There and back again, TiFlo's humble tale

16 février 2010

Paris, 16 février 2010

Paris, ça sent :

1- la clope

2- le parfum

3- La belle fringue

4- Le pain chaud

5- Les gaz d’échappement

Dans un bar, boulevard de Bercy. Premier sandwich au pâté depuis plus d’un an. Moment de bonheur. Trois heures plus tôt, au T3 de l’aéroport Charles-de-Gaulle, accueilli avec le sourire par le jeune douanier d’origine maghrébine.

Le groupe d’amis qui occupaient le coin de la véranda quand je suis arrivé vient de partir. Ça débattait vivement de la vie, du gouvernement, des gens. Le patron, genre Pied-noir dans la cinquantaine, un peu bourru mais au franc sourire, converse tout aussi énergiquement avec les habitués accoudés au bar. Un des piliers m’a apporté mon verre d’eau. Un autre, né en Algérie, conte la transformation de ses copains d’enfance qui se sont tous fait « pousser la barbe ». Sans animosité. Juste des regrets.
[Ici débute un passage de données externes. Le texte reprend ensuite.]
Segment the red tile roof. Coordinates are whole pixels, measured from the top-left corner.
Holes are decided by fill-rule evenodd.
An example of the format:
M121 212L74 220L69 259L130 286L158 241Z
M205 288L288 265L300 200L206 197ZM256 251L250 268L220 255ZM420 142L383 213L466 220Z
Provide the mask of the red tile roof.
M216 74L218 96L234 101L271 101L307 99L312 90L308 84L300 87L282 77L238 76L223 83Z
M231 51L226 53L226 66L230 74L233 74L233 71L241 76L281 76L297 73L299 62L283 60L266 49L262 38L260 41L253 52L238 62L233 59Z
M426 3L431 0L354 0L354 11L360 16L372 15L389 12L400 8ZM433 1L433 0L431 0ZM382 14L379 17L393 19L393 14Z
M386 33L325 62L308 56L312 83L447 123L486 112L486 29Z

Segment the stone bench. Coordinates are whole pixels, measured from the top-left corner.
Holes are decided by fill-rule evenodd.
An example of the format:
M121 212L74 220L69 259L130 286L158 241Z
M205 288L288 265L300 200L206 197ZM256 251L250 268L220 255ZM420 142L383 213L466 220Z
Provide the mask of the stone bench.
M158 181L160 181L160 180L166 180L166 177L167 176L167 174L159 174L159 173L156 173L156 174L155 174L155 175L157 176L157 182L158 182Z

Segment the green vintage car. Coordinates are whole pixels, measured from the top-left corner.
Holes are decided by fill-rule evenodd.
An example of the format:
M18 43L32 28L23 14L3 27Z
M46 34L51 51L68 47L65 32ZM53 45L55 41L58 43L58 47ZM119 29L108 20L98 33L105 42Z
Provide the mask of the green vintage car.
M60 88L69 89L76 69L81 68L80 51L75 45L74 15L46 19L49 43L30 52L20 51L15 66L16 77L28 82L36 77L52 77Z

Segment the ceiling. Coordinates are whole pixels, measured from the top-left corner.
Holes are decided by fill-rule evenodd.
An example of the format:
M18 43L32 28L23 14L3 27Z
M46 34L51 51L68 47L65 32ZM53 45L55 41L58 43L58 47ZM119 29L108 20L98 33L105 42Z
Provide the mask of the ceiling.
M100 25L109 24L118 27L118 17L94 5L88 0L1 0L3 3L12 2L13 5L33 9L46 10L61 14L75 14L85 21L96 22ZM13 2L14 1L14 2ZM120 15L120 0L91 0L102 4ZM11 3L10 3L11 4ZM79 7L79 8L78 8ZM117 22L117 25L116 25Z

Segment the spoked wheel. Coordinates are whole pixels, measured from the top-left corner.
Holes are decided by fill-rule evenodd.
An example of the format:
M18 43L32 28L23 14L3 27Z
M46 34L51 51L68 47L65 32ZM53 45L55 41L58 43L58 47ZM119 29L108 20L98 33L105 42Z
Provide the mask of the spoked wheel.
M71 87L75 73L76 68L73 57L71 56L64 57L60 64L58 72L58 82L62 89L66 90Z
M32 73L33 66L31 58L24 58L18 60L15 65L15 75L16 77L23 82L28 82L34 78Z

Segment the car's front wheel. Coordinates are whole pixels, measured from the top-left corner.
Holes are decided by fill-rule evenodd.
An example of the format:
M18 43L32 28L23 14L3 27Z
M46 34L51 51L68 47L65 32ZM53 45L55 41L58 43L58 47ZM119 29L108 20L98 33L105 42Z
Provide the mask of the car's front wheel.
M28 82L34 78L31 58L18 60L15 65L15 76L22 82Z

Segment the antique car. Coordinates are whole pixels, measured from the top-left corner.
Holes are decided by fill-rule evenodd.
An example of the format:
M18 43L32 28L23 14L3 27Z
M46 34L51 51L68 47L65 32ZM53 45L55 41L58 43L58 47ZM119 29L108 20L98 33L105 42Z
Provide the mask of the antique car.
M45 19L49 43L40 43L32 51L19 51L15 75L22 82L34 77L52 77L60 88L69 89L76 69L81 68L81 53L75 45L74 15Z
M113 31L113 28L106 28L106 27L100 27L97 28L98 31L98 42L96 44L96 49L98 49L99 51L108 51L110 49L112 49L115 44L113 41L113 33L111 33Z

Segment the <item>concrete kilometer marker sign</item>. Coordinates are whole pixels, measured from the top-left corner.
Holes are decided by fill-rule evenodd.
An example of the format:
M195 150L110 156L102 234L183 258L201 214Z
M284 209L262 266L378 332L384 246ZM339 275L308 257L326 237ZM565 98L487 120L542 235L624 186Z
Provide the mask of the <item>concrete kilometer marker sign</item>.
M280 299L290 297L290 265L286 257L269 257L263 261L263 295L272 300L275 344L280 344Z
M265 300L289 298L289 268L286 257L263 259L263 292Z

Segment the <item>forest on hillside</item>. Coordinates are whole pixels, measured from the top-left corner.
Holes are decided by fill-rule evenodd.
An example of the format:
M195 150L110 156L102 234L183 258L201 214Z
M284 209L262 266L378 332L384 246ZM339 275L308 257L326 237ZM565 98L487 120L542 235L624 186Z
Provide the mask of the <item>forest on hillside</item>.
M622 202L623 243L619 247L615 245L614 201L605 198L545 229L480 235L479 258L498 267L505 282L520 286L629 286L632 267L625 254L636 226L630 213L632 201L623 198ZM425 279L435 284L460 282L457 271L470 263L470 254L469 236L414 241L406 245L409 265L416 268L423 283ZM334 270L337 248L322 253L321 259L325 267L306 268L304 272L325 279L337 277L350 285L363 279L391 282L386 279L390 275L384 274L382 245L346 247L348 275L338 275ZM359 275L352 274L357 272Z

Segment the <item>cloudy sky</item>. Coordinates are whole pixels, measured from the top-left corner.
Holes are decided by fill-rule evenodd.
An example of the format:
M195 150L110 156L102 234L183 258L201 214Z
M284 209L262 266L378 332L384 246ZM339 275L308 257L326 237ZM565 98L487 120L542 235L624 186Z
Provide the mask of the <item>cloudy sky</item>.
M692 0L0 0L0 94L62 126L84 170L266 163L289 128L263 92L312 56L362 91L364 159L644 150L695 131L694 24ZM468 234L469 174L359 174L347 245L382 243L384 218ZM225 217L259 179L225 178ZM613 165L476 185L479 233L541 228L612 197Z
J’ai marché de la Gare de Lyon jusqu’à chez Claire. J’ai fini par arrêter de prendre des photos quand j’ai failli me faire foutre en l’air par un livreur de la Poste un peu trop zélé. C’est fou la quantité de monuments au km².

Le petit noir bien serré me surprend. Je cherche l’eau entre les grains de café. Dans le kiosque à journaux devant le bar : le calvaire des profs, les règlements de compte au sein du gouvernement, les élections, Marie Drucker et Louise Bourgoin. Et Laurent Blanc dans le cœur des Français pour remplacer Raymond Domenech. Mon absence n’a pas du être si longue que ça.

Je ne m’étais pas rendu compte à quel point on jure à tout bout de champs.

En passant devant l’École Communale du 12ème Arrondissement, une plaque commémore la disparition de ses enfants juifs qui ont été déportés entre 1944 et 1945. Aucun d’entre eux n’est revenu des camps de la mort. Une Conquête en chasse une autre…

Je viens tout juste d’apercevoir les dizaines de bouteilles d’alcool vides, essentiellement du vin, soigneusement posées autour du gros conteneur à verre à l’angle de la rue.

6- Un accent que les Canadiens français trouvent bien souvent snobinard. Un peu comme les Anglais pour les Américains.  J'avoue qu'ils m'ont bien eu sur ce coup là

Sur le parvis de la Gare de Lyon, à ma gauche : « Tour de Lyon ». Intrigué, je lève le nez pour contempler l’ampleur de la bête architecturale. Trop haut, trop vite. Je ne trouve que le ciel. Le 12ème n’est pas encore la Défense. Ça n’est peut être pas si mal. Plus c’est haut, moins ceux qui sont en bas voient le jour.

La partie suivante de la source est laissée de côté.